When ever we go to buffets, we leave a tip. It’s usually less than 15% (after all, we DID have to get our own food!), but we try to balance it between the quality of the food and the attentiveness of the server. They do typically refill drinks, supply sundries and clear the table when we’re done and collectively that adds up to more work than taking our order and serving the food as in full service places.
This is just me, but I’ll typically leave something on the order of 10% at buffets, and again, higher or lower based on the service.
Restaurant tipping for poor service
The 15% tip has become something of a cultural standard, and I know many people who believe that it should be given regardless of service. As a rule, I give the benefit of the doubt to the server; if the food is less than satisfactory, but the service was good, he or she will get at least 15%. But there are times when the entire dining experience fails to justify a tip at all.
A few years ago my wife and I were at a chain buffet, where both the food and the service were awful, and we didn’t leave a tip. We didn’t bother complaining to the manager because the whole operation was so terrible that lousy looked like the way they did business.
But as we left, the server followed us out the door and angrily insisted on wanting to know why we didn’t leave a tip. I didn’t want to make a scene, so I told her we weren’t impressed with the facility. She began raising her voice, and I had to go farther and tell her that both her service and attitude were terrible as well, that she hardly came to our table and that we can’t reward that kind of service.
She kept coming at us, but for the most part I kept my cool, because I assumed that if she was ready to go to battle over a few dollars (that she didn’t earn!) she must have other problems. You never know, maybe her car died and she didn’t have money to fix it, or maybe her husband lost his job. Like I said, I always try to give people the benefit of the doubt, but there wasn’t much room on this one, and her tirade only sealed our decision.
One thing that infuriates me is mandatory tipping. We see this with valet parking and with the inflated tips added to party tabs, often for groups as small as six patrons, and usually at a flat rate of at least 18%.

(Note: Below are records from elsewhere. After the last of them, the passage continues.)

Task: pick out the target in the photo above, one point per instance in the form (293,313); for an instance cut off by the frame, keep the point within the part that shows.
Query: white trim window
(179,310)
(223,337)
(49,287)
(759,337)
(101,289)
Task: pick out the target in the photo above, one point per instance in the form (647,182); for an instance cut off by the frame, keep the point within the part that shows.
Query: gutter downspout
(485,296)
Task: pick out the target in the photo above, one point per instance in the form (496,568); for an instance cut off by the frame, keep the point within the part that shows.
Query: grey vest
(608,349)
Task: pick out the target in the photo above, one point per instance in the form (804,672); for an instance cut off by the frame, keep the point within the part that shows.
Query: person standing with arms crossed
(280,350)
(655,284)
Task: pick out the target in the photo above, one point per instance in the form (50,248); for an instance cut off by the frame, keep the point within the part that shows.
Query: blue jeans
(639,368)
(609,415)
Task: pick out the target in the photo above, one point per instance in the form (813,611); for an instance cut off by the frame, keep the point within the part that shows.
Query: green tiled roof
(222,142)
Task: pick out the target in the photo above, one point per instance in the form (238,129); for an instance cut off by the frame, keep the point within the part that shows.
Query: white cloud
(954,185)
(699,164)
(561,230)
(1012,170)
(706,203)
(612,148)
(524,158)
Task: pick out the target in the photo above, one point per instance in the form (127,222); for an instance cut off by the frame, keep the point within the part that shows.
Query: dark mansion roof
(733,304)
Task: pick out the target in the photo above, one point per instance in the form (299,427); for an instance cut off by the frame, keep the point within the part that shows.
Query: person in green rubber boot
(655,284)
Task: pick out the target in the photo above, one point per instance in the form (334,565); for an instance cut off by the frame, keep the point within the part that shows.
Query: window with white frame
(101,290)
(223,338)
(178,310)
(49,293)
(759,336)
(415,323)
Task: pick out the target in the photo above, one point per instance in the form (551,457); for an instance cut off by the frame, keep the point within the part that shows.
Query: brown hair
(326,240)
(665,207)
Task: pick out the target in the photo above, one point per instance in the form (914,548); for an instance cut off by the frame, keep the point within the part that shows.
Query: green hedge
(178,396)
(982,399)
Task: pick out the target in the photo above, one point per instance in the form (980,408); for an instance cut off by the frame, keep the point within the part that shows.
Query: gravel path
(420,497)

A mandatory tip isn’t a tip at all, but an additional charge on your bill. I fully understand the need for the house to make money, that large groups may require a higher level of service than smaller ones, and of the need to cover for the non-tippers who tend to hide in groups. But I don’t appreciate being denied my opportunity to register my “vote” on the establishment and it’s service with a required add on to the bill. In some restaurants, the language advising patrons of the add-on is so small that the group even might add a tip on top of the already gratuity inflated bill.
I avoid places like that like the plague, and as well those that require valet parking. If I have to pay someone to do something as ordinary as parking my car, I’m patronizing a place I don’t need to be in. The valet parking “tip” is usually just the beginning of a cavalcade of extraneous charges.
At the extreme we have a Couple Busted for Refusing to Pay a Tip in Pennsylvania a few years ago. The restaurant added an automatic 18% tip to the bill that the couple refused to pay due to poor service, and the restaurant called the police and pressed charges against them for theft!
Fortunately, the case drew unwelcome national attention for both the restaurant and the local police department, and the charges were dropped. But if there’s even a threat of being arrested for refusing to pay for poor service, that alone is a compelling reason why I shouldn’t be there in the first place.
How do you tip? Are you an automatic tipper, or like me, do you prefer the sliding scale? Do you tip at buffets or for poor service? What are your thoughts on mandatory tipping?